A atrofiação da memória e o êxito da lembrança
Marcada pela inconstância e pela interrupção
constante dos acontecimentos, pode-se dizer que na modernidade reina um
princípio de incerteza de tal modo que já não se pode prever nem mesmo o que
está para acontecer. Nesse sentido, Singer enfatiza que “a modernidade implicou um mundo fenomenal – especificamente urbano –
que era marcadamente mais rápido, caótico, fragmentado e desorientador do que
as fazes anteriores da cultura humana”. [5] Desse modo, pode-se dizer
que no ambiente moderno, o homem já não pode mais memorizar, mas apenas lembrar
aquelas coisas que anteriormente foram memorizadas, isto é, quando o espaço
físico (isento de complexidade) ainda lhe propiciava o gozo de tal privilégio.

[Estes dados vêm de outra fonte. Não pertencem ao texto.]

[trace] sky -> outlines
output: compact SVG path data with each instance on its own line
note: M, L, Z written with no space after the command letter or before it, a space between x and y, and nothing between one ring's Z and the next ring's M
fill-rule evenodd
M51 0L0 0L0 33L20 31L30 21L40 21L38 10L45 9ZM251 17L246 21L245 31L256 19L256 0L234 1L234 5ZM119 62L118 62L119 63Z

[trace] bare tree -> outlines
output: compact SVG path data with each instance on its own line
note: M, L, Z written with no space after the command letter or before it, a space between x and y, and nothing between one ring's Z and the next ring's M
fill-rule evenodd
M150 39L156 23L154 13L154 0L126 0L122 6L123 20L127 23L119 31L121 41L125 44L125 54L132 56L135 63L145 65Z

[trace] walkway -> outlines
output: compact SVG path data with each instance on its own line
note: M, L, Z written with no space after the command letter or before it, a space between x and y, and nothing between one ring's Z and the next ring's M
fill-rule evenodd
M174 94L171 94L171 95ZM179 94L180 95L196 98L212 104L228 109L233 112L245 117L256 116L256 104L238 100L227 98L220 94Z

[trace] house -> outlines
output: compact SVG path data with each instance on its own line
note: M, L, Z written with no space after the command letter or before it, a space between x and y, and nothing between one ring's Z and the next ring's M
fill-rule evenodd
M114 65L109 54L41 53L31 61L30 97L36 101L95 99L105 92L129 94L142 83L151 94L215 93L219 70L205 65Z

O sujeito moderno, portanto, é aquele vive de lembranças em razão da
descontinuidade – característica intrínseca da modernidade – que obstaculariza
a arte de memorizar. Com toda essa estrutura complexa da modernidade, o homem
moderno não poderia ser outro senão o homem do alerta, orientado pelo alarme, o
homem mecânico. Portanto, Mesmo sendo a lembrança aquela coisa pela qual a
modernidade vai se interessar, mesmo assim, é a narrativa que, em meio a tanta pressão,
ainda desfruta do privilégio de conter, ou conduzir em seu núcleo a moral da
história.
A relação entre a memória é a lembrança,
evidentemente é uma relação horizontal de pertença, no sentido de que uma se
apresenta como fundamento para a outra. Se por um lado a lembrança é aquilo que
faz com que a memória não seja esquecida e se mantenha, portanto, ao longo das
gerações, por outro, a memória é ela mesma a possibilidade e o fundamento
dessas próprias lembranças. Entretanto, não se pode optar por privilegiar
somente as lembranças como se as gerações do presente fossem as ultimas a
existir. Assumindo ou não, essas gerações darão origem a outras. O problema que
decorre disso consiste em saber como se comportarão essas futuras gerações uma
vez que na memória dos seus indivíduos um vazio profundo e constante far-se-á
presente. Aqui, poder-se-ia supor, essas gerações como sendo espécie de
gerações superficiais na medida em que não comporta uma raiz, um fundo cultural
sobre o qual ela possa se destacar fazendo sua história e sua vida, além de
preparar os caminhos para as posteriores por vir. É uma geração que caminha
para o nada, para o vácuo. Indubitavelmente esse foi o erro da modernidade, que
impôs muitas resistências à memória à medida que apertava os cercos contra a
narração. Certamente, só está na memória aquilo
que passou pelo processo de vida real dos indivíduos desde a infância até os o
confins da vida quando a morte, então, se aproxima. Mas, a própria morte também
se configura como relevante para a continuidade da narrativa dado que ela
igualmente favorece a existência do processo de transmissão. Entretanto, é
preciso ressaltar que mesmo a morte – que é algo natural nos indivíduos, da
qual nenhum ser vivo consegue escapar eternamente, a não ser passando por ela –
o recinto do capitalismo, que é a sociedade moderna, tornou-a estranha aos
indivíduos, de tal modo a observa-se hoje a existência de uma sociedade onde
ninguém quer morrer. É como se a morte fosse a mais intensa de todas as dores,
como se ela representasse o castigo eterno, o tormento que nunca tem fim, a
tortura ou o sofrimento que jamais se acaba. Ora, essa sociedade que não quer
morrer, é a mesma sociedade que não que envelhecer; é a sociedade do
superficial que flutua sobre as ondas da moda, dos salões de beleza, das
cirurgias plásticas, etc. A velhice nesse sentido passa a ser objeto de repulsa
da maior parte dos indivíduos, sobretudo, os mais jovens, que são – diga-se de
passagens – as principais vitimas do sistema capitalista, principalmente
aqueles desprovidos de senso crítico e visão de mundo. Segundo Jeanne Marie
Gagnebin, “enquanto no passado o ancião
que se aproximava da morte era o depositário privilegiado de uma experiência
que transmitia aos mais jovens, hoje ele não passa de um velho cujo discurso é
inútil” [6].
Tornar-se velho nessa sociedade dominada pelo capitalismo moderno significa
tornar-se insignificante, sendo essa uma das razões pelas quais quem é jovem
não quer ser velho. Aquilo que o ancião tem de mais nobre é justamente aquilo
que para a sociedade moderna não vai ter nenhum interesse, nenhuma relevância.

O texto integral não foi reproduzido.